Houston is calling for the sales to be regulated, ensuring that sales of operable police vehicles must be completely decommissioned with no insignia, accessories or equipment that could reasonably lead to any confusion over the use of the vehicle.
“It was very upsetting to see that the province is still allowing these sales to take place,” said Nick Beaton. “It stirred up a lot of emotions.”
Beaton’s wife Kristen was shot and killed after being pulled over by a man driving a replica RCMP vehicle and impersonating an officer. Beaton, who working as a VON nurse during the COVID-19 pandemic, was pregnant with the couples’ child.
Recently, the public outcry in support of families forced two levels of government to commit to a full Public Inquiry of the shooting and the events leading up to it. One of the key concerns Nova Scotians want addressed is how the accused was able to get a replica RCMP vehicle.
“The Premier and Minister Furey suggested they wanted answers around how someone could get access to this type of vehicle,” continued Beaton. “And yet it’s still happening under their watch.”
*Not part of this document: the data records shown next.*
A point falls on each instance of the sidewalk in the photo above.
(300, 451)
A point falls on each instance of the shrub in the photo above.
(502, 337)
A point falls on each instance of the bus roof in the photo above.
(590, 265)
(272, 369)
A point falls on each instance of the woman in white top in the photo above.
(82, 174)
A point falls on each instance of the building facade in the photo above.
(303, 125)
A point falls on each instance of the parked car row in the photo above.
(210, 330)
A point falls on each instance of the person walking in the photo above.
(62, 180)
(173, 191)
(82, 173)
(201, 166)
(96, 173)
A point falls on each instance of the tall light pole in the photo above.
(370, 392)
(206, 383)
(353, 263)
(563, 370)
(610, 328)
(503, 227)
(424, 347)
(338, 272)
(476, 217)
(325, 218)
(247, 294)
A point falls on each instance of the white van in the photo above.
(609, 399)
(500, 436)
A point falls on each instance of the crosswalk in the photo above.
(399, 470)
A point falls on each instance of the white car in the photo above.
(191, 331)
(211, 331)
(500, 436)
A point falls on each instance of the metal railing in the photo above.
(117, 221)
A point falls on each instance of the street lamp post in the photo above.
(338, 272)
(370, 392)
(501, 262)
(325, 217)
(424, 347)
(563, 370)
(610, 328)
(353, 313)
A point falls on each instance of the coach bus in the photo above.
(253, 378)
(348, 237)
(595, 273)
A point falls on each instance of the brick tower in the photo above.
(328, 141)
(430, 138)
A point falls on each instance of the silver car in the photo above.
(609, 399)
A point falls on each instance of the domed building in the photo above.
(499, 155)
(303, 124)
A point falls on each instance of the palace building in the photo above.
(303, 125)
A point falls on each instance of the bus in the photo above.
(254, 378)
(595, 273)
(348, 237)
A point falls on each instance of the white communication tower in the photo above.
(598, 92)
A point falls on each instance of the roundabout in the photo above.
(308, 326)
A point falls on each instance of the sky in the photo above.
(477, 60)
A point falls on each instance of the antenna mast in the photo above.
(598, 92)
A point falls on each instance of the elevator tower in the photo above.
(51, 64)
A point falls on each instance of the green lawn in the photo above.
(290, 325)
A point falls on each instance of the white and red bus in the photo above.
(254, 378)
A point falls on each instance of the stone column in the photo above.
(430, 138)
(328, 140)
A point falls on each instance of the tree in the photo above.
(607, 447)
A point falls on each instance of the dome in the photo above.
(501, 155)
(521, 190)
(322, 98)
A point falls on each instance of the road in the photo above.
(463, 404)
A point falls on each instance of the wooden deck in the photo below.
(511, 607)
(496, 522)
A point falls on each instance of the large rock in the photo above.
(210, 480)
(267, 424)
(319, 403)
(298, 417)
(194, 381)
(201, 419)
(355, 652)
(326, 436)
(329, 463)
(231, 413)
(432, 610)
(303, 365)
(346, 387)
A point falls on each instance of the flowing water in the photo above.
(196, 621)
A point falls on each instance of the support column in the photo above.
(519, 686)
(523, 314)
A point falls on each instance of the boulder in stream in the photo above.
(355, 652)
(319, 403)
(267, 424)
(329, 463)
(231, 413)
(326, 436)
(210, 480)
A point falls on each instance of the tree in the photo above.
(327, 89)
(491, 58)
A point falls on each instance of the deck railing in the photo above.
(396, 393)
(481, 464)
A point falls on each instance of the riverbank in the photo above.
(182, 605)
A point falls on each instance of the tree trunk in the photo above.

The listings are still live on two separate online marketplaces.
“I want to expressly denounce these sales as being in extreme bad taste, particularly given where we are in our history and the emotions we are all experiencing,” said Progressive Conservative Leader Tim Houston. “But without question, there is a concern for public safety here.”
He says he will introduce legislation to make those changes as soon as the house resumes.
“This is a public safety issue and we must protect Nova Scotians,” continued Houston. “I call on Premier McNeil to also denounce this activity and take action.